Os feitos em andamento, estejam eles ou não em fase de execução, que tenham sido ajuizados até 1º de janeiro de 2020 continuam sob a jurisdição em que estão.

 O julgamento do IAC na 1ª Seção ainda definiu outros pontos sobre o tema. Primeiro, afastou a ocorrência de inconstitucionalidade do artigo 3º da Lei 13.876/2019, pois não há modificação de competência absoluta, já que continua a ser da Justiça Federal. A norma apenas delimitação de seu alcance.

Segundo, reforçou que quando juiz estadual e juiz federal entram em conflito, a competência para apreciar o incidente é do Superior Tribunal de Justiça.
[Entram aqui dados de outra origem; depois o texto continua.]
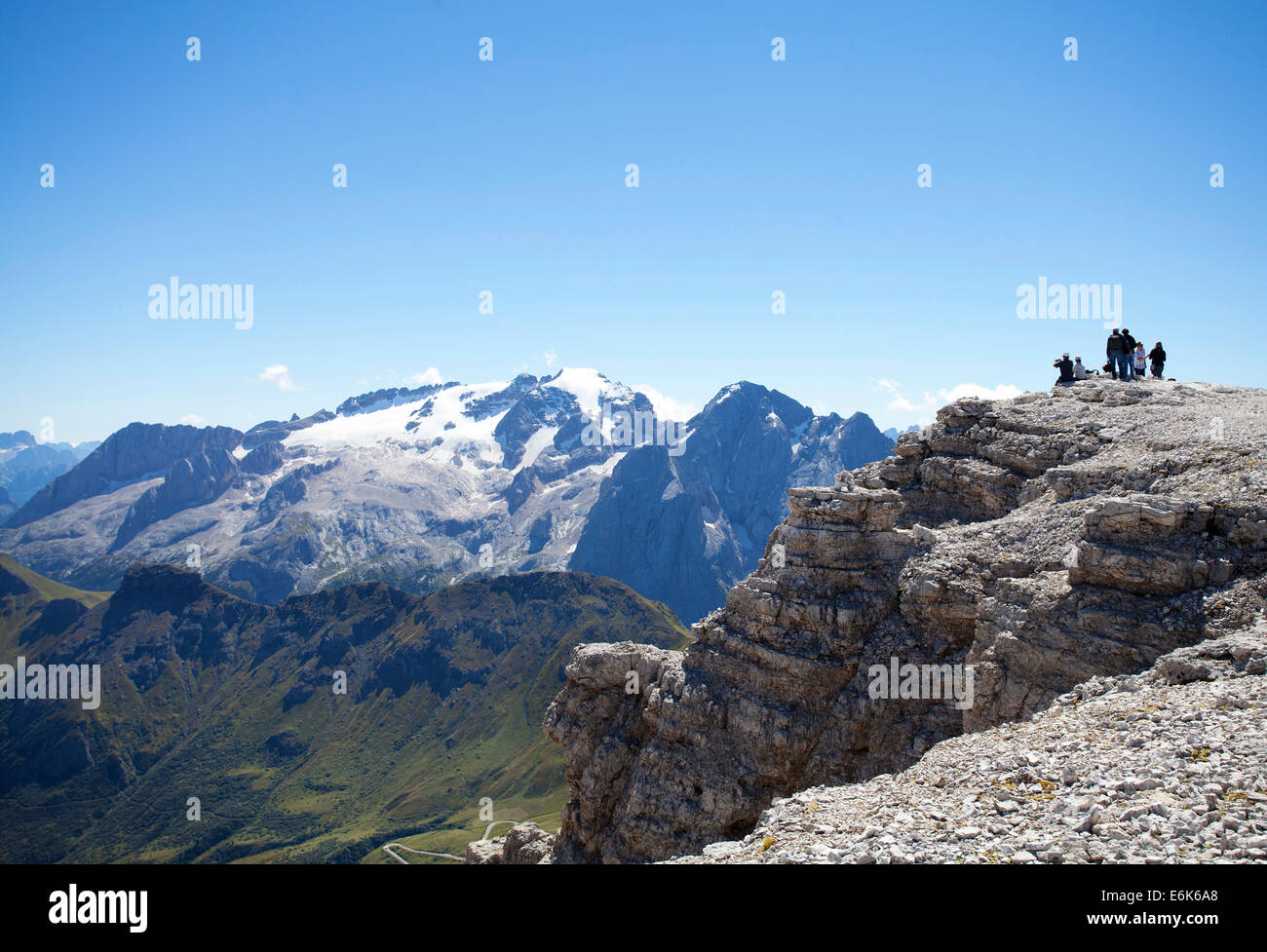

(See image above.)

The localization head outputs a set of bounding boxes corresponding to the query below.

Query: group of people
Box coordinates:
[1052,327,1166,385]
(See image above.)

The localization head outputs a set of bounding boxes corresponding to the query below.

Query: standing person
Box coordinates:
[1105,327,1131,380]
[1052,351,1073,386]
[1122,327,1136,380]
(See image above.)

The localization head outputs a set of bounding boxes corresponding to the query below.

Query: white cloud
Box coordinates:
[871,378,1025,424]
[404,367,444,386]
[633,384,700,423]
[260,363,299,390]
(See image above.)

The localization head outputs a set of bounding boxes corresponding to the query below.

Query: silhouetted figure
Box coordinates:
[1122,327,1139,380]
[1052,353,1073,385]
[1105,329,1131,380]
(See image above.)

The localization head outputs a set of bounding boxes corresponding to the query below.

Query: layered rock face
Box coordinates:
[546,381,1267,862]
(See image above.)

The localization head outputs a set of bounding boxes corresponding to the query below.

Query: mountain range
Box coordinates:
[0,429,101,521]
[0,555,689,862]
[0,368,892,622]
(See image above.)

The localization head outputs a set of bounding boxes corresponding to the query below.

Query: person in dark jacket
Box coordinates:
[1122,327,1139,380]
[1052,353,1073,386]
[1105,330,1131,380]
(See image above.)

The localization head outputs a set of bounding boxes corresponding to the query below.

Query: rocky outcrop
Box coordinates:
[675,623,1267,864]
[546,381,1267,862]
[7,423,242,528]
[466,822,554,866]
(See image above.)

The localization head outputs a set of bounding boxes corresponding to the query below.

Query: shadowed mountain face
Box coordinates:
[0,368,891,618]
[569,382,892,622]
[0,429,98,509]
[0,555,688,862]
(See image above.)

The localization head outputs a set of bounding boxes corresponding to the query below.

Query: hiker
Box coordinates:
[1105,329,1131,380]
[1052,351,1073,386]
[1122,327,1137,380]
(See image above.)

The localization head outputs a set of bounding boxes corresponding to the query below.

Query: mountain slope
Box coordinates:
[0,368,888,617]
[546,380,1267,862]
[567,381,892,621]
[0,561,688,862]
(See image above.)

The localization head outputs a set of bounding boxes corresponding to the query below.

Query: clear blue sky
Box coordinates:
[0,0,1267,440]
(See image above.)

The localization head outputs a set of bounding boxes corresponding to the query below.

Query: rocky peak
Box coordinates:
[546,381,1267,860]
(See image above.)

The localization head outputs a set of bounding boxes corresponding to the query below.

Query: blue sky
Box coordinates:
[0,1,1267,440]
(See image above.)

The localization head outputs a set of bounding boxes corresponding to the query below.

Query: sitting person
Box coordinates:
[1052,353,1073,384]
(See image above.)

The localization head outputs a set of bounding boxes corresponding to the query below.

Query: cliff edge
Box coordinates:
[545,380,1267,862]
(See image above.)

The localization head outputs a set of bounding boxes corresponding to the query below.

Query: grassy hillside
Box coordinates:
[0,556,689,862]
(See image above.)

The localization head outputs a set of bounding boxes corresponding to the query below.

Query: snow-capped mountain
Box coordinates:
[0,368,891,622]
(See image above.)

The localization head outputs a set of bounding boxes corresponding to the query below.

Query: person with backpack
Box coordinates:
[1105,327,1131,380]
[1122,327,1137,380]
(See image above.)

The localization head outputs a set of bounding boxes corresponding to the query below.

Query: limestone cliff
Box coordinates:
[546,381,1267,862]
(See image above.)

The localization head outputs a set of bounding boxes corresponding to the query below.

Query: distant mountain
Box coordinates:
[0,555,689,862]
[0,368,891,621]
[0,429,98,506]
[569,381,894,622]
[884,423,920,443]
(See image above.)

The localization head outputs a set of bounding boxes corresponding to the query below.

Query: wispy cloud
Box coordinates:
[260,363,299,390]
[404,367,444,386]
[871,377,1025,424]
[634,384,700,423]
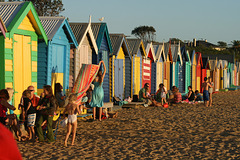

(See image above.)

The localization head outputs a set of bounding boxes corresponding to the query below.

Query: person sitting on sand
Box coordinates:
[195,90,203,101]
[208,77,214,107]
[23,90,36,140]
[138,83,161,107]
[157,83,167,105]
[174,88,182,103]
[202,77,212,107]
[166,86,177,103]
[184,86,195,101]
[63,94,80,147]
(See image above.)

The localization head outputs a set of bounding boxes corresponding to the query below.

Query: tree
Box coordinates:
[132,26,156,42]
[231,40,240,48]
[9,0,65,16]
[218,41,227,48]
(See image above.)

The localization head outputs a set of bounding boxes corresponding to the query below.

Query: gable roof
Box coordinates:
[69,20,98,54]
[39,17,78,48]
[127,38,147,57]
[110,34,131,58]
[202,54,235,63]
[195,52,203,67]
[91,23,113,53]
[207,60,218,71]
[0,16,7,38]
[153,43,166,61]
[0,2,47,43]
[145,42,156,62]
[171,42,183,64]
[181,46,191,63]
[164,43,173,62]
[191,50,197,65]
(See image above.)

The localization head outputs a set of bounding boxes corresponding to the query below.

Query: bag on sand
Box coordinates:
[163,103,168,108]
[60,119,68,128]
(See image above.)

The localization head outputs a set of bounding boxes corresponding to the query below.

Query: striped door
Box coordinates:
[13,34,32,114]
[51,44,66,91]
[133,57,141,95]
[142,59,151,93]
[114,59,124,100]
[178,63,186,93]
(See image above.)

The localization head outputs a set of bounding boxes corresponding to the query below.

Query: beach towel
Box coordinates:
[72,63,101,105]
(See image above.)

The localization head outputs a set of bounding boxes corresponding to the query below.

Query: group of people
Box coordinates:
[0,61,106,146]
[138,77,213,107]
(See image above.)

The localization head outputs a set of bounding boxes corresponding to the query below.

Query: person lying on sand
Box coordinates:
[63,94,80,147]
[202,77,213,107]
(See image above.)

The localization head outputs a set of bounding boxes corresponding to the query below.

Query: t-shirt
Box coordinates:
[138,88,147,102]
[196,93,203,101]
[23,98,36,114]
[0,124,22,160]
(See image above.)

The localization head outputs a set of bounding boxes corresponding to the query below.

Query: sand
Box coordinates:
[18,91,240,159]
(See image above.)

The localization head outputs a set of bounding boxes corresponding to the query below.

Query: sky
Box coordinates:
[61,0,240,44]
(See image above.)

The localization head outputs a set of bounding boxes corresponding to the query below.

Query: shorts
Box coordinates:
[208,88,213,94]
[0,117,7,126]
[143,99,152,106]
[81,96,88,102]
[203,90,209,101]
[27,113,36,127]
[68,114,77,123]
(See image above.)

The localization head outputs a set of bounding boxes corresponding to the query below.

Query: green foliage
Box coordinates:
[132,26,156,42]
[218,41,227,48]
[9,0,65,16]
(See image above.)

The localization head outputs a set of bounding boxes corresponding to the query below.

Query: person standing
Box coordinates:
[55,83,66,107]
[202,77,212,107]
[89,61,106,121]
[37,85,56,142]
[208,77,214,107]
[27,86,40,108]
[0,89,16,125]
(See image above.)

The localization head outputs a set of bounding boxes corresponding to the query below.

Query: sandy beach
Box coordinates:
[18,91,240,159]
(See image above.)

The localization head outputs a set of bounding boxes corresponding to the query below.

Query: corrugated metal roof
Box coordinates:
[127,38,142,55]
[69,23,88,43]
[0,2,25,27]
[39,17,65,40]
[202,54,235,63]
[164,43,170,58]
[171,44,181,62]
[153,43,166,61]
[110,34,124,56]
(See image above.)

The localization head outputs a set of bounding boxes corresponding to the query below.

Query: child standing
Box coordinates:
[23,90,36,140]
[159,83,167,105]
[208,77,214,107]
[195,90,203,101]
[63,94,80,147]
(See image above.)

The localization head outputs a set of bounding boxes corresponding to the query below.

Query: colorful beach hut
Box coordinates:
[191,50,197,91]
[151,43,166,94]
[0,16,7,38]
[0,2,48,114]
[163,43,173,90]
[206,58,217,91]
[127,38,147,95]
[170,42,184,87]
[69,17,98,88]
[222,60,228,88]
[89,22,113,102]
[196,52,202,91]
[142,42,156,93]
[38,17,78,93]
[178,46,191,93]
[110,34,132,100]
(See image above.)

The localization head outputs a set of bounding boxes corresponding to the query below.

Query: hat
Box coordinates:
[90,84,94,90]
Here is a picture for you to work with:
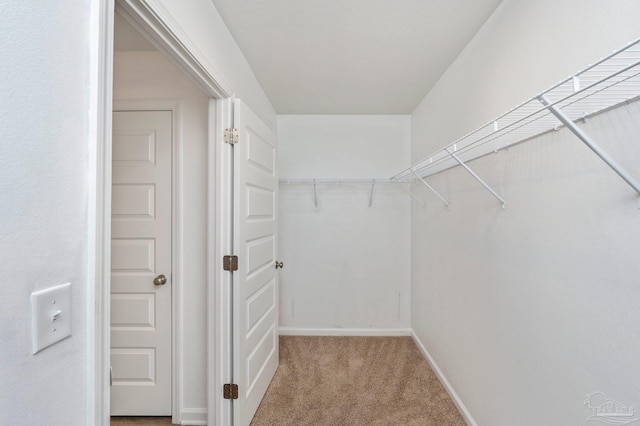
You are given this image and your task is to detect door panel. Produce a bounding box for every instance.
[234,101,279,426]
[111,111,172,416]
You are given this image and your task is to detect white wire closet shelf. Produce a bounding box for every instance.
[391,39,640,206]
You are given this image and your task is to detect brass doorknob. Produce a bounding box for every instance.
[153,274,167,285]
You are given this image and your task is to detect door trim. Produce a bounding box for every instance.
[94,0,231,426]
[113,99,184,421]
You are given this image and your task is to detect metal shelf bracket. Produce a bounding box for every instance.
[538,95,640,194]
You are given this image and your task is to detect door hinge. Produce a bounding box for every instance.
[224,128,238,145]
[223,383,238,399]
[222,256,238,271]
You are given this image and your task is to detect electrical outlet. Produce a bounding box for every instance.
[31,283,71,354]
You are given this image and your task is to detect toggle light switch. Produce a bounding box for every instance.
[31,283,71,354]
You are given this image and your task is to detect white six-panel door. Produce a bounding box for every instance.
[233,100,279,426]
[111,111,172,416]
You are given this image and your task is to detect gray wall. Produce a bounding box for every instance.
[278,115,411,335]
[0,0,93,425]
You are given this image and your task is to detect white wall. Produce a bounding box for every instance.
[278,115,410,334]
[113,52,209,421]
[411,0,640,426]
[0,0,95,426]
[151,0,276,129]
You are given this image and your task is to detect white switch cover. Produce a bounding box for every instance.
[31,283,71,354]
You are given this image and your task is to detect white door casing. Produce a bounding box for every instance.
[233,100,279,426]
[110,111,172,416]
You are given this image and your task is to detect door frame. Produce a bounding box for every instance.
[94,0,232,426]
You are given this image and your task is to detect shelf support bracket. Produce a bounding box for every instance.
[400,183,426,208]
[447,148,507,208]
[369,179,376,208]
[411,170,449,208]
[538,95,640,194]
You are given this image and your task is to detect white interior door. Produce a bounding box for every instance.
[111,111,172,416]
[233,100,279,426]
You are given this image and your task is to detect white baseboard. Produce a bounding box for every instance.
[180,408,207,426]
[411,330,478,426]
[279,326,411,336]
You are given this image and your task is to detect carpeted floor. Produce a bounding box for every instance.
[111,417,171,426]
[251,336,465,426]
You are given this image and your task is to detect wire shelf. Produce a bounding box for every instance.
[391,39,640,180]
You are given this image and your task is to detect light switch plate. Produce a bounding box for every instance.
[31,283,71,354]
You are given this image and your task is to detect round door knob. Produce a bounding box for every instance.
[153,275,167,285]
Mas se o conflito se estabelece entre juiz estadual no exercício da jurisdição federal delegada e juiz federal, competente será o Tribunal Regional Federal.

Tese e caso concreto
No caso concreto julgado, a ação previdência foi ajuizada em 2019 – antes do marco definido pela Lei 13.876/2019, na Justiça Estadual de Guaíba (RS), cidade que fica a menos de 70 km de Porto Alegre, capital que, por sua vez, é sede de vara federal.

A partir do que definiu o STJ, a ação previdenciária fica como está: deve ser mesmo julgada pela Justiça Estadual de Guaíba (RS).

A tese aprovada, na íntegra, foi:

Os efeitos da Lei nº 13.876/2019 na modificação de competência para o processamento e julgamento dos processos que tramitam na Justiça Estadual no exercício da competência federal delegada insculpido no art, 109, § 3º, da Constituição Federal, após as alterações promovidas pela Emenda Constitucional 103, de 12 de novembro de 2019, aplicar-se-ão aos feitos ajuizados após 1º de janeiro de 2020. As ações, em fase de conhecimento ou de execução, ajuizadas anteriormente a essa data, continuarão a ser processadas e julgadas no juízo estadual, nos termos em que previsto pelo § 3º do art. 109 da Constituição Federal, pelo inciso III do art. 15 da Lei n. 5.010, de 30 de maio de 1965, em sua redação original.